恋愛メンテナンス
「…本当に、すまん」

そうやって、弱気で私みたいな女に謝る姿も見たくないのに…。

強気で毒のあるあんたに、私は意地悪に可愛がって貰いたいのに。

本気で、仕事の事で、あぁいう言い方をされたら。

いくらなんでも、やる気も無くすよ。

「頑張ろうとしてたのに!バカッ!」

私は、話の途中なのに駆け出して帰って行った。

駆け出さなきゃ、辛いもん…。

試用期間は3カ月。

恋人試用期間も3カ月なのか。

だいたい、いつも3カ月目で大喧嘩しちゃう。

あきらめるならば、今のうち。

輝に嫌われるならば、今のうち。

別れるなら、今のうち…か。

数日して。

最近、輝は営業所と本社の行ききが多くなり、めったに顔を合わさなくなった。

私はというと、いつもの近所の現場。

いつもの男の子たちか、オバチャンたちのお手伝いをする。

「所長~っ、美空ちゃんパートタイマーにしてあげたらどうです?」

「若い子辞められたら、絶対痛手ですよぉ?」

私の様子がおかしいと悟った事務員のオバチャンも、所長さんに言い放っていた。

有り難いなぁ、みなさん。

ここの営業所の人達は、どうしてこうも纏まり合って、温かいんだろう。

そこが、辞めないで来られる唯一の救いかなぁ。

涙が滲んで鼻をすすっていたら、

「美空さん?」

所長が私を側へと呼ぶ。

「はい」

「美空さん、永田くんがあなたを短時間アルバイトから、長時間パートタイマーにしないのには、どうやら彼の中では、いささか気難しく、大きな問題のようですよ?」

「………」

所長は優しく言った。

「どうしてなのか、具体的な事は分かりませんよ?彼も胸の内の事は、一切誰にも語りませんからね」

「…はい…」

「彼の上司として、僕から美空さんに伝えられる事があるとしたなら。
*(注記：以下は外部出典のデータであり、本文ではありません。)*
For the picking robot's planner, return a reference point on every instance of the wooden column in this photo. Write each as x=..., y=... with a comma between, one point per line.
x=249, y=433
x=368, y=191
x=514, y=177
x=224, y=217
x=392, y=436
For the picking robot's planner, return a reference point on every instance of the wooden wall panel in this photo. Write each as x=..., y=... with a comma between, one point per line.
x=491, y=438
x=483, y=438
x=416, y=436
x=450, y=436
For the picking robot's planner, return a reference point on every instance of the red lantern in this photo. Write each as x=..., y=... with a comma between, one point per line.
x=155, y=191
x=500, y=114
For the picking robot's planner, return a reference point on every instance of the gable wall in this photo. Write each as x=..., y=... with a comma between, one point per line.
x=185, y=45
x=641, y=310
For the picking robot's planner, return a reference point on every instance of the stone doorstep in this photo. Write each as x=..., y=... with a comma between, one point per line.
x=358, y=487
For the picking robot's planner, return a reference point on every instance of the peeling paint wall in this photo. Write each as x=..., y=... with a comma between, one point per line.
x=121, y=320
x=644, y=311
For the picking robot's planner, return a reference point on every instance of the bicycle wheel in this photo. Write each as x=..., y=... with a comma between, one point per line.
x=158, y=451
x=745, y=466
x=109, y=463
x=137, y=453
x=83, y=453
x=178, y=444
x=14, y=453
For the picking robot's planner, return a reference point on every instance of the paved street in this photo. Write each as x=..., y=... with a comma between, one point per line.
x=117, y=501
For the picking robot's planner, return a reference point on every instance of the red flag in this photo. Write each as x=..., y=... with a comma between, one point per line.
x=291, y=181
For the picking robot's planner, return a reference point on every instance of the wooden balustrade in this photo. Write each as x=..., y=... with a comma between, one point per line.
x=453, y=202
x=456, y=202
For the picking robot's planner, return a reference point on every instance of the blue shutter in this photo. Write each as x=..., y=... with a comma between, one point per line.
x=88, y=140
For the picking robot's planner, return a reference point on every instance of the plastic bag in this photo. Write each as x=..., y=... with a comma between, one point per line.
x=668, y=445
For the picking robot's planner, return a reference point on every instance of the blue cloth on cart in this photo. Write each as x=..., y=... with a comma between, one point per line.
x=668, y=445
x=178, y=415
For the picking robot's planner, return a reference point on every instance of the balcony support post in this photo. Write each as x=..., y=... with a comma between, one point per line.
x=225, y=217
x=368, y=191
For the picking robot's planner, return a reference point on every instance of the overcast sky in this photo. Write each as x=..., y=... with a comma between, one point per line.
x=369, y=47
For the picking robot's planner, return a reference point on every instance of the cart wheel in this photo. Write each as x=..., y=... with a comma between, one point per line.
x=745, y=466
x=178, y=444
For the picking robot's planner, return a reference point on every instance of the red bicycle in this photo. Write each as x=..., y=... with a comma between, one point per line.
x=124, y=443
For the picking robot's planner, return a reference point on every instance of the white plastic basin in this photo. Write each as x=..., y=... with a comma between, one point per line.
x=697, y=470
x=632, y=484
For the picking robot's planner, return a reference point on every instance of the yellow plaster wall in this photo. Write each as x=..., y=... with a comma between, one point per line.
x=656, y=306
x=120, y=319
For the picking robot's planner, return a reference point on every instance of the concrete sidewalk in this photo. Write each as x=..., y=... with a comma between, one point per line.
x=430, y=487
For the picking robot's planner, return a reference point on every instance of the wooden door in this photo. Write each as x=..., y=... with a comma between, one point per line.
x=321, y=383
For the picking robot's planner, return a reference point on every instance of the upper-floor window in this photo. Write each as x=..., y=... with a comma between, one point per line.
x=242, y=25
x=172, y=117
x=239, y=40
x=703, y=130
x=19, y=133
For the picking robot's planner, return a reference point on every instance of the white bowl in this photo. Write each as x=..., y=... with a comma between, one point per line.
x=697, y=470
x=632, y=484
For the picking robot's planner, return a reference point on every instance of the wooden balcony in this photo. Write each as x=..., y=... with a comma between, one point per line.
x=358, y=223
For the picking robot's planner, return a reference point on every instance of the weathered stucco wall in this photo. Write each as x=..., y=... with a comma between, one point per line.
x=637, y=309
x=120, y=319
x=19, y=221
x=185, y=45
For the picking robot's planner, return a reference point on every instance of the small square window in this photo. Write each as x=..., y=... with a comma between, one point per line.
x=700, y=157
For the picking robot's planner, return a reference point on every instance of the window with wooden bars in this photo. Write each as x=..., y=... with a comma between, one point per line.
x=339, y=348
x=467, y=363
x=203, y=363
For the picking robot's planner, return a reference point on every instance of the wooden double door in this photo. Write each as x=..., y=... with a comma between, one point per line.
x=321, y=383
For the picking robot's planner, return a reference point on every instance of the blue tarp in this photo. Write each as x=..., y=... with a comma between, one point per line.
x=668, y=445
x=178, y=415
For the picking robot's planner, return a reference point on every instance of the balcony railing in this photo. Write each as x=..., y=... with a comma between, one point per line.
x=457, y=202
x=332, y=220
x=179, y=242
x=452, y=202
永田くんは何か無くして、あぁいう言葉は言いません。必ず抱える物事が有ってこその事」

「…はい…」

「彼はね、会社からとても重要な人材だと、認められている事も事実なんです。今は少し気が張っている時でも有りますから、許してあげて下さい。美空さんはいつもの笑顔で、このまま頑張って下さいね。頼みますよ?」

「はい…」

なんだ、じゃあ完璧アイツが悪いんじゃん。

結局、アイツの思い通りに行かない事に関しての、八つ当たりだった訳だ。

全面的にアイツが悪いって事に、納得出来た私は、妙に心の中で覆っていた雲が晴れて行った感じがした。

今まで通り頑張って、所長さんに早く長時間パートにして貰おっと。

輝なんて、所詮副所長だもんね。